In New York, for example, the Gay Teachers Assn. and six individuals are suing the Board of Education over the board’s refusal to provide health benefits to the domestic partners of unmarried employees.
Last month, State Supreme Court Justice Karla B. Moskowitz rejected the city’s motion to dismiss the case, the first time any state court judge has let go forward an employment discrimination claim based on the denial of benefits to domestic partners.
Earlier this year, Montefiore Medical Center in the Bronx, a nonprofit organization with 9,000 employees, also adopted a benefits policy for domestic partners of gay and lesbian employees.
Campanello said Lotus reached its decision without threat of litigation after two years of research prompted by a request from a group of gay and lesbian workers. Reports from municipalities, nonprofit organizations and small employers that provide such benefits were “uniformly similar,” the executive wrote in a memo to all Lotus employees.
“Data indicates that coverage of same-sex employees and their partners has not significantly increased their per-capita health care expenses,” Campanello said. “Fears that AIDS will drive up costs have proven to be unfounded.”
He estimated that 10% of Lotus’ 3,100 employees are gay or lesbian but that far fewer will seek benefits.
Lotus is self-insured for health benefits, but a reinsurer provides protection if benefits exceed certain limits, he said.
Under the new policy, Lotus employees will be able to secure medical, dental, vision and hearing health coverage for their spousal equivalents.
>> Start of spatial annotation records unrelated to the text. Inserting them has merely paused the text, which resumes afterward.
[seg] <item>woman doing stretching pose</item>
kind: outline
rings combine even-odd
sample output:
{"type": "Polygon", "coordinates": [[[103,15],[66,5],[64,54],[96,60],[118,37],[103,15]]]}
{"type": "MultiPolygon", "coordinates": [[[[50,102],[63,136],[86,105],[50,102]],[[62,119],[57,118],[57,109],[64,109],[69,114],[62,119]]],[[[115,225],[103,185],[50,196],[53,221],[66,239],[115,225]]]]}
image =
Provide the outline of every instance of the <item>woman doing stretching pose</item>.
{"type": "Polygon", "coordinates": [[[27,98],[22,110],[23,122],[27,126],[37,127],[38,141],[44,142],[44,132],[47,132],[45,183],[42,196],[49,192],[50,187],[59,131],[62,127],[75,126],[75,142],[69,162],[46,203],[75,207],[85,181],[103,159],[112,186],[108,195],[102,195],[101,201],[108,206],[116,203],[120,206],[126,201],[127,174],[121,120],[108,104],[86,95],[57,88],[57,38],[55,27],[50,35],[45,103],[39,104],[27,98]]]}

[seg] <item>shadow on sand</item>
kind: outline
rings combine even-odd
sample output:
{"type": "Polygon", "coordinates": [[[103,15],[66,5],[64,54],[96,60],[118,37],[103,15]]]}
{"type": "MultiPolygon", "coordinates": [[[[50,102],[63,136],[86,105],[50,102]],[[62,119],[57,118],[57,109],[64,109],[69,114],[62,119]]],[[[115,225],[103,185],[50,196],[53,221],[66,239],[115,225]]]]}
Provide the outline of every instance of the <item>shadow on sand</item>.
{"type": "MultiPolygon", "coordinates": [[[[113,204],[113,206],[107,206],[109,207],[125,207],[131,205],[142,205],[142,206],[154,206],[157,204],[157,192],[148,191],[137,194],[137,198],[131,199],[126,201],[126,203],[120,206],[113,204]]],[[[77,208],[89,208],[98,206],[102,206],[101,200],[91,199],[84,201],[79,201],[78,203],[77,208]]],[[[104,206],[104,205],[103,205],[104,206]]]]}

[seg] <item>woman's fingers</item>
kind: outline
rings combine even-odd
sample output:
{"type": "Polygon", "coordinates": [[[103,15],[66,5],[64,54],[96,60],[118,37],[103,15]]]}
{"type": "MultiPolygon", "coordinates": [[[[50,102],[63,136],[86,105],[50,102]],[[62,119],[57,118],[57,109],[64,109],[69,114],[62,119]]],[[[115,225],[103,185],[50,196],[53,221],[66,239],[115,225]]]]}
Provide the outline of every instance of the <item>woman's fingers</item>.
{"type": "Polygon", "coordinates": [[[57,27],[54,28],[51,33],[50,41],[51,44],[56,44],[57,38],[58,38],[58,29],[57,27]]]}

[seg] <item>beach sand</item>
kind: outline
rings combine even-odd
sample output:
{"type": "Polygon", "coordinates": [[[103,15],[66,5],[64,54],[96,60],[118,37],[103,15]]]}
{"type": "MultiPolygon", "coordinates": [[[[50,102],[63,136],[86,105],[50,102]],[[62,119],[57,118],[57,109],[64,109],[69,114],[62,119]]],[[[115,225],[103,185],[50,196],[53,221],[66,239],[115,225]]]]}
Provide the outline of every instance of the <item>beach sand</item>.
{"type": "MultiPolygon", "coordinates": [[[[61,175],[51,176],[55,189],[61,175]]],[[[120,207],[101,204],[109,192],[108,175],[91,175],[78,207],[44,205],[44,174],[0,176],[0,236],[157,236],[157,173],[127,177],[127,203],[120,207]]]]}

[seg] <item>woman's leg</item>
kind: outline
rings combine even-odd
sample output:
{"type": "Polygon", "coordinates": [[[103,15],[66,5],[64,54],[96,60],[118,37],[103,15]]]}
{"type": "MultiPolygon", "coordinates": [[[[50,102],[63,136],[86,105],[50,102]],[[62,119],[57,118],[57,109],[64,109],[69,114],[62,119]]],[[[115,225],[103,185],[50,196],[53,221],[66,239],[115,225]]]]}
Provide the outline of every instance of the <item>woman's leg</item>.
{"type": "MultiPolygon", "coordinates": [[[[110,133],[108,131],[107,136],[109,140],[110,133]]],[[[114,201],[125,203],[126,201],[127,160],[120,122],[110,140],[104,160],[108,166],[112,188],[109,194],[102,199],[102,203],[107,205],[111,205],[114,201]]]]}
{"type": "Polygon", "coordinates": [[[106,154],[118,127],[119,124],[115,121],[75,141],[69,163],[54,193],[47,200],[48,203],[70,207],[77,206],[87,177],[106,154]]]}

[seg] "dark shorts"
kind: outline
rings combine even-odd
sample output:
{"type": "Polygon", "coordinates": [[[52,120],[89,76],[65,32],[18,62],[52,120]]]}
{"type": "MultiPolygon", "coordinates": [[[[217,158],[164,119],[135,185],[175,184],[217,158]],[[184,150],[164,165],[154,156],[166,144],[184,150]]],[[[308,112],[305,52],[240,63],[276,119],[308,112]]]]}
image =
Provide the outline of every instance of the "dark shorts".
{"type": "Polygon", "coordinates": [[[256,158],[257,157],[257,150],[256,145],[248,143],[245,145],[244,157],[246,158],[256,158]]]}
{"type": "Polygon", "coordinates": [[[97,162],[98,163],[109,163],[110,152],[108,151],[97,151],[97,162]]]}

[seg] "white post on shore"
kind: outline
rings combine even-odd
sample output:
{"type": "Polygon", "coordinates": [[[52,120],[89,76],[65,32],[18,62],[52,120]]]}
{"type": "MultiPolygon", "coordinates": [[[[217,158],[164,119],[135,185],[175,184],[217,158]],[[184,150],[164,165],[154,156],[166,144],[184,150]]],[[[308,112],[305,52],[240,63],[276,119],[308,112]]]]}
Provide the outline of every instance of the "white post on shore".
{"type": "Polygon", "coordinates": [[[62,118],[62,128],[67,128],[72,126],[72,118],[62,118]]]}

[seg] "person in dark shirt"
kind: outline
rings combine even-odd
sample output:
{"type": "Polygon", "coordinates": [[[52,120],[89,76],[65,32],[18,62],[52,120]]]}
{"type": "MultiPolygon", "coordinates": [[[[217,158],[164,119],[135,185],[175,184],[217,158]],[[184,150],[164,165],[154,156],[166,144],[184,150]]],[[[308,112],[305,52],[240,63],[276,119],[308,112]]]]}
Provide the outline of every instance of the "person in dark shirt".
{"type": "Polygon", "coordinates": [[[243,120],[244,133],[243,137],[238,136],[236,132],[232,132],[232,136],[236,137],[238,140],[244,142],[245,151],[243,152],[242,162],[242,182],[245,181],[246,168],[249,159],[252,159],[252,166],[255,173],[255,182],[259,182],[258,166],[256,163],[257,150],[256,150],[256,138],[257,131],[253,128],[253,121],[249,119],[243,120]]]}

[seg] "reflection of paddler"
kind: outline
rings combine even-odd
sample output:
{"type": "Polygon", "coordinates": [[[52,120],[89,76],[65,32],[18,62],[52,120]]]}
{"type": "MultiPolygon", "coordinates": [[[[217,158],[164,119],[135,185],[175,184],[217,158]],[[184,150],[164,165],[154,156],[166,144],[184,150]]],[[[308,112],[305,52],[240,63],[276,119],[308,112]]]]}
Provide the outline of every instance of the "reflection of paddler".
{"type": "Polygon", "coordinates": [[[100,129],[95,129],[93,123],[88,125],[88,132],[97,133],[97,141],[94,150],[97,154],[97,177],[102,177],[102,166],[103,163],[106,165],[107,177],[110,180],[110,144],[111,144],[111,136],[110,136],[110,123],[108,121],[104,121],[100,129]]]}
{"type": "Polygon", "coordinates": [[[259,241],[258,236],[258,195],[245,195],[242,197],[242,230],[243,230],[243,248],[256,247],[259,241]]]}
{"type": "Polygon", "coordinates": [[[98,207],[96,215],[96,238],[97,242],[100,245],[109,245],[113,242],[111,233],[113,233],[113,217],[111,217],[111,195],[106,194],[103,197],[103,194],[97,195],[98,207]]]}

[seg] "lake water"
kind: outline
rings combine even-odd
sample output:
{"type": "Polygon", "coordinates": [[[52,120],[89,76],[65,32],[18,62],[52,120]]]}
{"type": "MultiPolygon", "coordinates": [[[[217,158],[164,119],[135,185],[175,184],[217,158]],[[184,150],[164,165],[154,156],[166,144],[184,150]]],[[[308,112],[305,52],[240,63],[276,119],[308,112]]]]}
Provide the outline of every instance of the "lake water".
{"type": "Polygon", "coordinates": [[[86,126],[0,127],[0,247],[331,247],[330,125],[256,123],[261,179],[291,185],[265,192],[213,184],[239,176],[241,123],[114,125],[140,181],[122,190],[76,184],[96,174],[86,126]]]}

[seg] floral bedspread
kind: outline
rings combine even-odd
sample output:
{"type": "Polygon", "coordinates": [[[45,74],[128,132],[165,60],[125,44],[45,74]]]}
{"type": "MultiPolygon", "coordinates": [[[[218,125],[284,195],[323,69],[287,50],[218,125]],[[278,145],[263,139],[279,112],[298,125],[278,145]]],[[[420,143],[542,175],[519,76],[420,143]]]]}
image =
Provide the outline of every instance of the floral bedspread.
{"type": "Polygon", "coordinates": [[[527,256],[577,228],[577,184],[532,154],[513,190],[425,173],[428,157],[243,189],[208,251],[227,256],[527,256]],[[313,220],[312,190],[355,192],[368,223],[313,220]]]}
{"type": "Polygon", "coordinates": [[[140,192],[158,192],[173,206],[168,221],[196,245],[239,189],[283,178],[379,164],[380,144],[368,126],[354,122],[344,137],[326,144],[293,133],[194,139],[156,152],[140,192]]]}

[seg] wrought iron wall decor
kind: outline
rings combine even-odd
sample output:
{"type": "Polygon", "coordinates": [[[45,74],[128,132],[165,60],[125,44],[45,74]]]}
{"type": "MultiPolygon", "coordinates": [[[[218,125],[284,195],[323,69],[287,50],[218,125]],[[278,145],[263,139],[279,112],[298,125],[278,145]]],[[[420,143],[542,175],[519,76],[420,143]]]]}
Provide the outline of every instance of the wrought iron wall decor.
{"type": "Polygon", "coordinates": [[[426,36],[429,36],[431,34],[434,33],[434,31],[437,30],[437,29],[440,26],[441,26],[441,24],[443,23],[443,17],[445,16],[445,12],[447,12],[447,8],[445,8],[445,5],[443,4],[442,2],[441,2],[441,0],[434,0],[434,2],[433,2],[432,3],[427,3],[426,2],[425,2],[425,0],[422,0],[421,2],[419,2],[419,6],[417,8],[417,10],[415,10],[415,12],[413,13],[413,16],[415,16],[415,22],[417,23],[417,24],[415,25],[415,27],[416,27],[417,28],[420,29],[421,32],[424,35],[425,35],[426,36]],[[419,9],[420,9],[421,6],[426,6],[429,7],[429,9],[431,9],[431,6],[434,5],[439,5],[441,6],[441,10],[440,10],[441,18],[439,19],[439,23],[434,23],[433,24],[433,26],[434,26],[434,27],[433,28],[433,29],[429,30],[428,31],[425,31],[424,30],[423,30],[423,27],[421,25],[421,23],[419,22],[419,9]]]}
Partners will also be relocated at the expense of Lotus when an employee is transferred.
“I feel valued,” said Margie Bleichman, a Lotus software engineer who helped develop the new benefits program. “It was the right thing to do, and I think Lotus saw it as the right thing to do.”
Lotus said it chose the term “spousal equivalent” over the more commonly used “domestic partner” or “significant other” to emphasize the fact that same-sex couples are not allowed to marry.
Rubenstein of the ACLU said the Lotus decision was especially significant because it “bucks a trend of companies trying to cut back on benefits.” He added: “After granting non-discrimination clauses to gays and lesbians in the ‘70s and ‘80s, partnership benefits are a natural next step.”